Un tournage de film de zombies dans un bâtiment désaffecté. Entre techniciens blasés et acteurs pas vraiment concernés, seul le réalisateur semble investi de l’énergie nécessaire pour donner vie à un énième film d’horreur à petit budget. L’irruption d’authentiques morts-vivants va perturber le tournage…
Évoquer la construction de Coupez ! sans ébrécher la surprise de son scénario n’est pas l’exercice le plus aisé, mais les fidèles de l’original risquent d’être déçus par le travail d’adaptation qui choisi volontairement un second degré marqué dans le premier acte du film, là où son confrère japonais était beaucoup plus subtile et avare en indications pour la suite. Un choix justifié par une volonté comique évidente beaucoup plus marquée, et qui s’avère lourde par instant. Loin d’être anodin, cela permet malgré tout à Hazanavicius de construire de vrais personnages de cinéma et d’en introduire des nouveaux comme un compositeur de musique de film désopilant interprété par Jean-Pascal Zadi.
Rémi au bal du diable
En grande partie tourné à l’épaule, le film n’est pas traversé par de grandes fulgurances à la réalisation mais l’ensemble fonctionne à travers un pastiche réussi des plus mauvais films étudiants. Compliqué, donc, de ne pas revenir constamment au film original tant sa conception et son existence infusent dans le long-métrage, jusqu’à pousser ce curseur en assumant complètement son statut de remake au sein de la narration. Un choix, qui en plus d’être respectueux, crée de véritables moments de comédie avec le retour de certains membres originaux et un nouvel arc sur l’opposition des cultures.
Car si le film d’Hazanavicius fonctionne, c’est grâce à son équipe dévouée qui, malgré l’absence du côté amateur et débrouillard, se livre corps et âme dans des rôles qui libèrent leurs pires expériences de tournages. On pense évidemment à Romain Duris, mais c’est Finnegan Oldfield et Bérénice Bejo qui volent la vedette et injectent un rythme réjouissant à ce film de zombies qui tirent évidemment plus vers la comédie que l’horreur.
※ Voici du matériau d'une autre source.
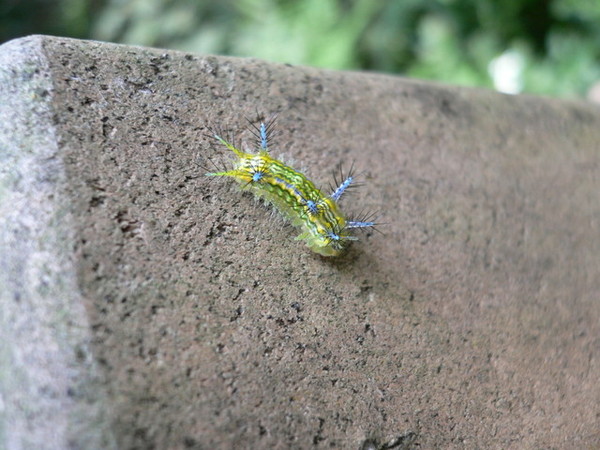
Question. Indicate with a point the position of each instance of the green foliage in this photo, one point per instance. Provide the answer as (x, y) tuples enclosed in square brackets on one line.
[(540, 46)]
D’un remake d’un film de genre japonais en plan-séquence au milieu de zombies, Hazanavicius tire une expérience tendre qui ne manquera pas de toucher celles et ceux qui, un jour, ont entrepris avec un succès plus ou moins relatifs de porter leur voix à travers un projet artistique. Certes, le long-métrage perd en sincérité quand il pastiche le manque de budget, mais par sa vision pleine de délicatesse Hazanavicius nous surprend et nous emporte avec un profond respect et de vraies idées. Coupez ! est un voyage qui sera familier aux fans de l’original tout en proposant un point de vue qui, s’il n’est pas révolutionnaire, à le mérite d’essayer de proposer quelque chose de frais dans le cercle très fermé de la comédie française.